I'm surprised that you've got low pressure there, I know somebody that only lives five minutes away from you in Brampton and the water coming out of the outside tap is almost as if it's already got a pressure washer plumbed in.


----------



## steve from wath (Dec 12, 2008)

NeilG40 said:


> I'm surprised that you've got low pressure there, I know somebody that only lives five minutes away from you in Brampton and the water coming out of the outside tap is almost as if it's already got a pressure washer plumbed in.

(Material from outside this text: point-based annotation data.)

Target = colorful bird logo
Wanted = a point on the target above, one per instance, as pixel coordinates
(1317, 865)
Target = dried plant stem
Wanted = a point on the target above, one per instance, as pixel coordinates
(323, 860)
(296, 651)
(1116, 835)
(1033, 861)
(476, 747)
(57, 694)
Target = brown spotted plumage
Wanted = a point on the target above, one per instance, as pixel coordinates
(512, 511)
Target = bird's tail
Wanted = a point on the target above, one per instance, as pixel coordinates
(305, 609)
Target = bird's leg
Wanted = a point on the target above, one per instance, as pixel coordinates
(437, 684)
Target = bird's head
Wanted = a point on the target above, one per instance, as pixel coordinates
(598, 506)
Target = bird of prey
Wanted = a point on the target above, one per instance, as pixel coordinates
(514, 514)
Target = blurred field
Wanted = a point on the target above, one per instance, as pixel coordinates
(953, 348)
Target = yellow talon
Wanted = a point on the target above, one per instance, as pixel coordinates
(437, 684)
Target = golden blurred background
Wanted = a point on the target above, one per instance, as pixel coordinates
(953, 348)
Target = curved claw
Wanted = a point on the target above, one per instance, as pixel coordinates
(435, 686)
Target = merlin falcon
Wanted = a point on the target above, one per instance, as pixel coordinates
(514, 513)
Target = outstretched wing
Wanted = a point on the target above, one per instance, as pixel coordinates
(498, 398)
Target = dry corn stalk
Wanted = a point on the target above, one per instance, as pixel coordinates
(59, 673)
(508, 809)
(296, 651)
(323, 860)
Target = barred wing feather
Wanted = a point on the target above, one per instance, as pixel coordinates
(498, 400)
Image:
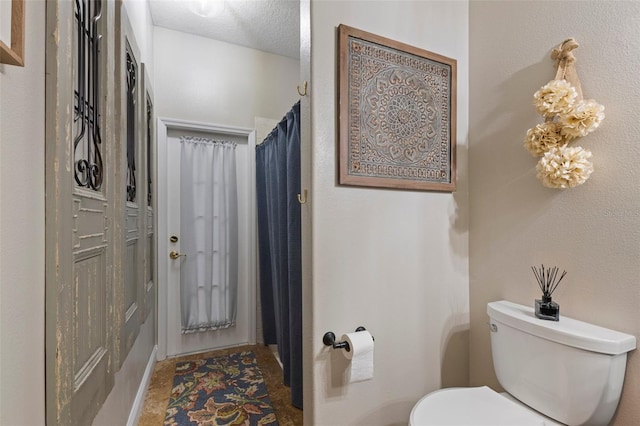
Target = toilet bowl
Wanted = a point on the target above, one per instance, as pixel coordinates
(480, 406)
(566, 372)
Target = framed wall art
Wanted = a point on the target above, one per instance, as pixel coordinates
(397, 114)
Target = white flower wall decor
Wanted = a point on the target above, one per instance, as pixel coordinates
(567, 117)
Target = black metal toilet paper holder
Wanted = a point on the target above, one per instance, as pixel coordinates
(329, 339)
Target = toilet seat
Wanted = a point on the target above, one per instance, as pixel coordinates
(473, 406)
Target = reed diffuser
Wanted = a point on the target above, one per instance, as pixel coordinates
(548, 281)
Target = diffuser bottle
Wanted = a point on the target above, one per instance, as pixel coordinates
(547, 309)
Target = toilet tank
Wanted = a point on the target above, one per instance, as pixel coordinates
(568, 370)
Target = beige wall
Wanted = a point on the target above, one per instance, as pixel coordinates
(592, 231)
(22, 230)
(393, 261)
(204, 80)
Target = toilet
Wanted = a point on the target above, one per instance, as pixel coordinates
(566, 372)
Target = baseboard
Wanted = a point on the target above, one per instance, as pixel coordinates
(138, 403)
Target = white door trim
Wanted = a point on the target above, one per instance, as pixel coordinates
(163, 127)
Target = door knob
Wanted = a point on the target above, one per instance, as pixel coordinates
(174, 255)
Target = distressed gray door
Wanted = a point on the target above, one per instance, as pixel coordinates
(99, 268)
(80, 257)
(133, 191)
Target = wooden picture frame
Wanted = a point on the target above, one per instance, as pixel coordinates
(397, 114)
(14, 55)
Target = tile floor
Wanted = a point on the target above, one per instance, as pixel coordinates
(157, 398)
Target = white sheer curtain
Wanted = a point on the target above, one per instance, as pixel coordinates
(209, 234)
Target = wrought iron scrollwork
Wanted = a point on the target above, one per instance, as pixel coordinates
(131, 75)
(88, 166)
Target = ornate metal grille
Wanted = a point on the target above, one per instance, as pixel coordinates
(131, 75)
(149, 135)
(88, 167)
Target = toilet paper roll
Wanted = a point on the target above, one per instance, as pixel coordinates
(360, 354)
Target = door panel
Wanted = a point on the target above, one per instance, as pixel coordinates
(93, 301)
(244, 330)
(79, 219)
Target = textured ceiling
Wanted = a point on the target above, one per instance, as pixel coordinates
(269, 25)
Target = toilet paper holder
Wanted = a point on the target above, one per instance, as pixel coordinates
(329, 339)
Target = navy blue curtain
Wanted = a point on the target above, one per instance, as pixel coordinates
(279, 246)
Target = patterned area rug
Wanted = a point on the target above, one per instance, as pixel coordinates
(225, 390)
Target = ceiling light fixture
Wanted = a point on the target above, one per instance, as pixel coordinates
(206, 8)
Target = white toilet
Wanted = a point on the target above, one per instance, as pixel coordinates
(566, 372)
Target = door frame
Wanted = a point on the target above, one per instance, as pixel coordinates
(163, 126)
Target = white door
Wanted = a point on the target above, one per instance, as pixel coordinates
(244, 330)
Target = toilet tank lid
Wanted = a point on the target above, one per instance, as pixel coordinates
(567, 331)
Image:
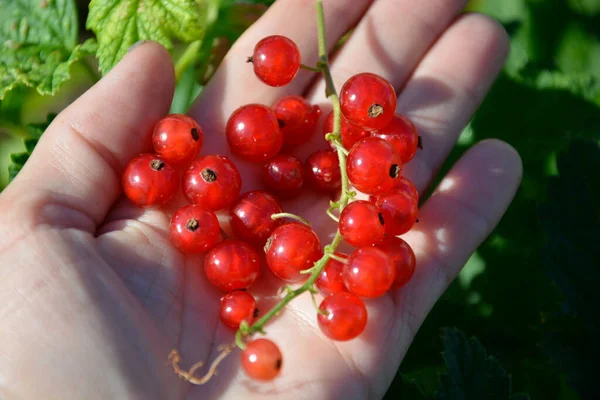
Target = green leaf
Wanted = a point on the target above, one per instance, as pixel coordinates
(119, 24)
(472, 374)
(39, 44)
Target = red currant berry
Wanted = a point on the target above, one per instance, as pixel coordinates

yorks water,a few years ago started to upgrade the pipework system, ,were still waiting
but the pressure has never been a problem at all


----------



## NeilG40 (Jan 1, 2009)

steve from wath said:


> yorks water,a few years ago started to upgrade the pipework system, ,were still waiting
> but the pressure has never been a problem at all


Ours isn't anything to write home about, I don't know if it makes any difference that we're at the top of a hill.


----------



## twozme (Dec 27, 2012)

steve from wath said:


> cheaper in price only
> 
> he imports them direct from the manufacturer
> 
> ...


Hi Steve, Just got my New Nilfisk C110-5 this morning from Amazon. I'm new on here n been looking at Foam Lance's at all sorts of price's, Your mates one looks a good buy, Do you know if your Nilfisk n my C110-5 are the same lance fittings?
Is it really that good at that price


----------



## steve from wath (Dec 12, 2008)

twozme said:


> Hi Steve, Just got my New Nilfisk C110-5 this morning from Amazon. I'm new on here n been looking at Foam Lance's at all sorts of price's, Your mates one looks a good buy, Do you know if your Nilfisk n my C110-5 are the same lance fittings?
> Is it really that good at that price


yours is this one

http://www.detailingworld.co.uk/forum/showthread.php?t=290903

just contact him thru his e bay shop and hell sort it out for you

heres another video of one in action

http://www.detailingworld.co.uk/forum/showthread.php?t=289714


----------



## iamrichard123 (Apr 29, 2012)

nice little review im looking forward to using my foam gun now:thumb:


----------



## TheMilko2905 (Sep 22, 2011)

rob_vrs said:


> I can vouch for these hoses, i got one before i knew of steve and the quality of them are brilliant much better than my karcher one and came all as described etc etc so I'm sure the snow foam lance is just as good.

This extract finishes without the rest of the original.